Fig. 2: Sensing performances and mechanism.

a Fluorescence spectrum of BPS3 (5 μM) upon addition of NE (0–300 nM), two-photon excited at 720 nm. b Plot and linear fitting of the fluorescence variation rates (ΔF/F₀) at 480 nm versus the concentration of NE (0–300 nM).

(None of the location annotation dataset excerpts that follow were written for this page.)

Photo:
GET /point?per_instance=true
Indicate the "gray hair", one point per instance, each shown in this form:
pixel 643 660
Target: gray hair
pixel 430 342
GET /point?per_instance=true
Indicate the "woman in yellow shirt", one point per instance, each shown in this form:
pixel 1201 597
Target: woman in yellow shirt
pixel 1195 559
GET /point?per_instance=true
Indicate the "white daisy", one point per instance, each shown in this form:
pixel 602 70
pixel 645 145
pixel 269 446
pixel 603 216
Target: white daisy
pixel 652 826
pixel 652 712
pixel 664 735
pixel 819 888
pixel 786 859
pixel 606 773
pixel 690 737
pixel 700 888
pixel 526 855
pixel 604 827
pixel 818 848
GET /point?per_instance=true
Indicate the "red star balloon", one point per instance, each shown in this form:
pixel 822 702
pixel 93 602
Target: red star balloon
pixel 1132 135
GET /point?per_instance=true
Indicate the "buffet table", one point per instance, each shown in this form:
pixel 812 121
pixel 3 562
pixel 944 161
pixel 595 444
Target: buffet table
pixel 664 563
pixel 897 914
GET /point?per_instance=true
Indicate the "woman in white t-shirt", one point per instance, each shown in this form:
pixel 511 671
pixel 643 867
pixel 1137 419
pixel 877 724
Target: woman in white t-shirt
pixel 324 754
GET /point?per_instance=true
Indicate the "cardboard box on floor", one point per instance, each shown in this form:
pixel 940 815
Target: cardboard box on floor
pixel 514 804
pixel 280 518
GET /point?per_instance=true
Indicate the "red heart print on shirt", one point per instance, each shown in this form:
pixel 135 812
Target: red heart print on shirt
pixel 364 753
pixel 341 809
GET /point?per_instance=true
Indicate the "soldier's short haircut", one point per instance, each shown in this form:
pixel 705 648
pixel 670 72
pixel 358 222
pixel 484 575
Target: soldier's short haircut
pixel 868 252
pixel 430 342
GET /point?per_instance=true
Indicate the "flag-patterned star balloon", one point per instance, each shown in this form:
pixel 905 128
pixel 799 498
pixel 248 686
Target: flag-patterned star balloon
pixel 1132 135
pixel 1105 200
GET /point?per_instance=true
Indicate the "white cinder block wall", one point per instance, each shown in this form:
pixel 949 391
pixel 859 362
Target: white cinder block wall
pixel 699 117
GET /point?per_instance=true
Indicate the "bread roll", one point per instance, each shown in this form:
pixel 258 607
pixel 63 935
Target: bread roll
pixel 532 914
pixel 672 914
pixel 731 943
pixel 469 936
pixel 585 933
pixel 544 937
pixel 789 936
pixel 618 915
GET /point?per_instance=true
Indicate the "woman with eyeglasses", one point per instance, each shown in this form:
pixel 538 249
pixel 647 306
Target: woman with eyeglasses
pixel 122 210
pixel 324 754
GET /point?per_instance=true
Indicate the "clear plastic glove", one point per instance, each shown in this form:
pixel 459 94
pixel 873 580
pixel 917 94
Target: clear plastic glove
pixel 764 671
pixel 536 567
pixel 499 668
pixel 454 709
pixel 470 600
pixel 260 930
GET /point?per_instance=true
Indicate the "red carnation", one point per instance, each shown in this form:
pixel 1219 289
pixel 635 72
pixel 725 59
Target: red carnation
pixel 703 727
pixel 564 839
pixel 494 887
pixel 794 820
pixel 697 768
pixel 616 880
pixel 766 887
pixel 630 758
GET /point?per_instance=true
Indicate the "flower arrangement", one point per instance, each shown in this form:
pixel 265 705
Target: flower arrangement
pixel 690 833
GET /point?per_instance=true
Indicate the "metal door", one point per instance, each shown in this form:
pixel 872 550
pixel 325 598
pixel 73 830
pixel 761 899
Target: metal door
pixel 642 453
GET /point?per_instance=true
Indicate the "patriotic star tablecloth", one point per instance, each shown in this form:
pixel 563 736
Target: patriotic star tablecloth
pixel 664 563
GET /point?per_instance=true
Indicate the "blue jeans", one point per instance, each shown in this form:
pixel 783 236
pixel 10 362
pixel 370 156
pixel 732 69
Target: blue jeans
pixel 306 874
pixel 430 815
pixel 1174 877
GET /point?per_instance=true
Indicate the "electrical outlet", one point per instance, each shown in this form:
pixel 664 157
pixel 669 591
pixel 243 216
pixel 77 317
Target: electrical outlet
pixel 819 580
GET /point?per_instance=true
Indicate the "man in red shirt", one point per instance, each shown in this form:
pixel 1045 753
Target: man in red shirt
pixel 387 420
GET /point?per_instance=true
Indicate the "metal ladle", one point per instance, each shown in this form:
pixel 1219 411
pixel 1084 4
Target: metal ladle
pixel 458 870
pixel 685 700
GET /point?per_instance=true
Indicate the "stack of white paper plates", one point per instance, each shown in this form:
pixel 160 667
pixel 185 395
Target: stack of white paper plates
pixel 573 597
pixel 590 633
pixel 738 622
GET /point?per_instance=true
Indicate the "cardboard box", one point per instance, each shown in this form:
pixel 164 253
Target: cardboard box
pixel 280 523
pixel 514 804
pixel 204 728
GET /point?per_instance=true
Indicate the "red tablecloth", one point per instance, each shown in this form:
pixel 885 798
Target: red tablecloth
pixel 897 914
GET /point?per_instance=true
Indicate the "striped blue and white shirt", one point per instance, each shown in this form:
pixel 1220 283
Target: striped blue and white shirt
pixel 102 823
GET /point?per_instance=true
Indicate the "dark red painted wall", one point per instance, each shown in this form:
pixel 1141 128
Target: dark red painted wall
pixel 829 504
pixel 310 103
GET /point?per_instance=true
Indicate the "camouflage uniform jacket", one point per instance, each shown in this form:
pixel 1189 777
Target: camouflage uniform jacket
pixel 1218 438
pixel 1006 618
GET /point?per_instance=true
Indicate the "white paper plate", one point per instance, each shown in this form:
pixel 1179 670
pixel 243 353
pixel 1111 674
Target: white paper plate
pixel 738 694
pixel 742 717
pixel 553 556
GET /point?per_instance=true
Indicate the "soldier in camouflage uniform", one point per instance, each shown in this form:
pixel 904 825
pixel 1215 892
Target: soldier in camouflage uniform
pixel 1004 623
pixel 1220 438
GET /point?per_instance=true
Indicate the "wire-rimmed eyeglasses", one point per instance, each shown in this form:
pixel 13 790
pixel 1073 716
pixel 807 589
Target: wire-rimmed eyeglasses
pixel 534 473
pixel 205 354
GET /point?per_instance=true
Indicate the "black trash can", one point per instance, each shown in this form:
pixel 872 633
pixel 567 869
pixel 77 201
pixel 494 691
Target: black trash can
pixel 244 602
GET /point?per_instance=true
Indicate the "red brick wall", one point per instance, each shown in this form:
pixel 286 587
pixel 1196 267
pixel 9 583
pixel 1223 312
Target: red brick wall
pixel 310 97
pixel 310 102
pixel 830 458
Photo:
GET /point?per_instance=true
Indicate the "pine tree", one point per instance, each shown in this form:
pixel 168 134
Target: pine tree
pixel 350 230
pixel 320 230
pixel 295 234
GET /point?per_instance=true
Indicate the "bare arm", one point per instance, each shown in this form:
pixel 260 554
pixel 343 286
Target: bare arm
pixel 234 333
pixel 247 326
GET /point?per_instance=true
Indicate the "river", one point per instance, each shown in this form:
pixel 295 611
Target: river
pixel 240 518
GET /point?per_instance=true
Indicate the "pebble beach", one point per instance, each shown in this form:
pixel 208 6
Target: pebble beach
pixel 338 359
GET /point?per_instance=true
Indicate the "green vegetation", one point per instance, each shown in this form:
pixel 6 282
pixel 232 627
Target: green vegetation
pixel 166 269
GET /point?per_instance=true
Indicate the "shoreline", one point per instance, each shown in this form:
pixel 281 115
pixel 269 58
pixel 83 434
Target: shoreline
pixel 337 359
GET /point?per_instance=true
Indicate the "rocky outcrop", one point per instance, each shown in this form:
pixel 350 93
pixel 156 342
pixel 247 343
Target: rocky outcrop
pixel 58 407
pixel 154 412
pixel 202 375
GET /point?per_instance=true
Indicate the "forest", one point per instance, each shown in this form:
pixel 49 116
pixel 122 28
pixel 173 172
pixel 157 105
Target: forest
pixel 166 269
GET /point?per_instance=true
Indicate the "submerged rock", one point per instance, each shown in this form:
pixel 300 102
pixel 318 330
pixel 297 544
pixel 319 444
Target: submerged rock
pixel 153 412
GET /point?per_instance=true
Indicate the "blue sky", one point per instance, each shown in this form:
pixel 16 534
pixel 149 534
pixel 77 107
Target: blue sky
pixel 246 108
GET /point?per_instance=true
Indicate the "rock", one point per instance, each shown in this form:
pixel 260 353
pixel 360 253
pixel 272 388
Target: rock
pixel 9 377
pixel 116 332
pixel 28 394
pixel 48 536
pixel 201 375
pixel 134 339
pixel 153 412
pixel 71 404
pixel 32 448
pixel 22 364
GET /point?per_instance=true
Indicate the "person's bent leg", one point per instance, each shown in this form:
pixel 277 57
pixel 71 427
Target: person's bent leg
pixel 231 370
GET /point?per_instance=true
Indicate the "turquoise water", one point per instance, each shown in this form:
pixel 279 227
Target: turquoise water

Data are presented as mean ± S.D. Error bars: S.D., n = 3 independent experiments. c Selectivity and (d) competition tests of the probe BPS3 toward NE against other neuron transmitters and amino acids (norepinephrine (NE), epinephrine (EP), dopamine (DA), serotonin (5-HT), γ-aminobutyric acid (GABA), acetylcholine (Ach), cysteine (Cys), homocysteine (Hcy), glutathione (GSH), lysine (Lys), threonine (Thr), serine (Ser)), measured after 10 min of mixing. The concentrations of NE, EP, and DA were 300 nM, and other species were all 1 mM. Data are presented as mean ± S.D. Error bars: S.D., n = 3 independent experiments. e HPLC spectra of (i) NE, (ii) BPS3, (iii) BPS3 reacted with NE, and (iv) BPS3-OH. f HR-MS spectrum of the product of BPS3 reacted with NE in aqueous solution. g The sequential nucleophilic substitution-cyclization mechanism of the reaction between probe BPS3 and NE.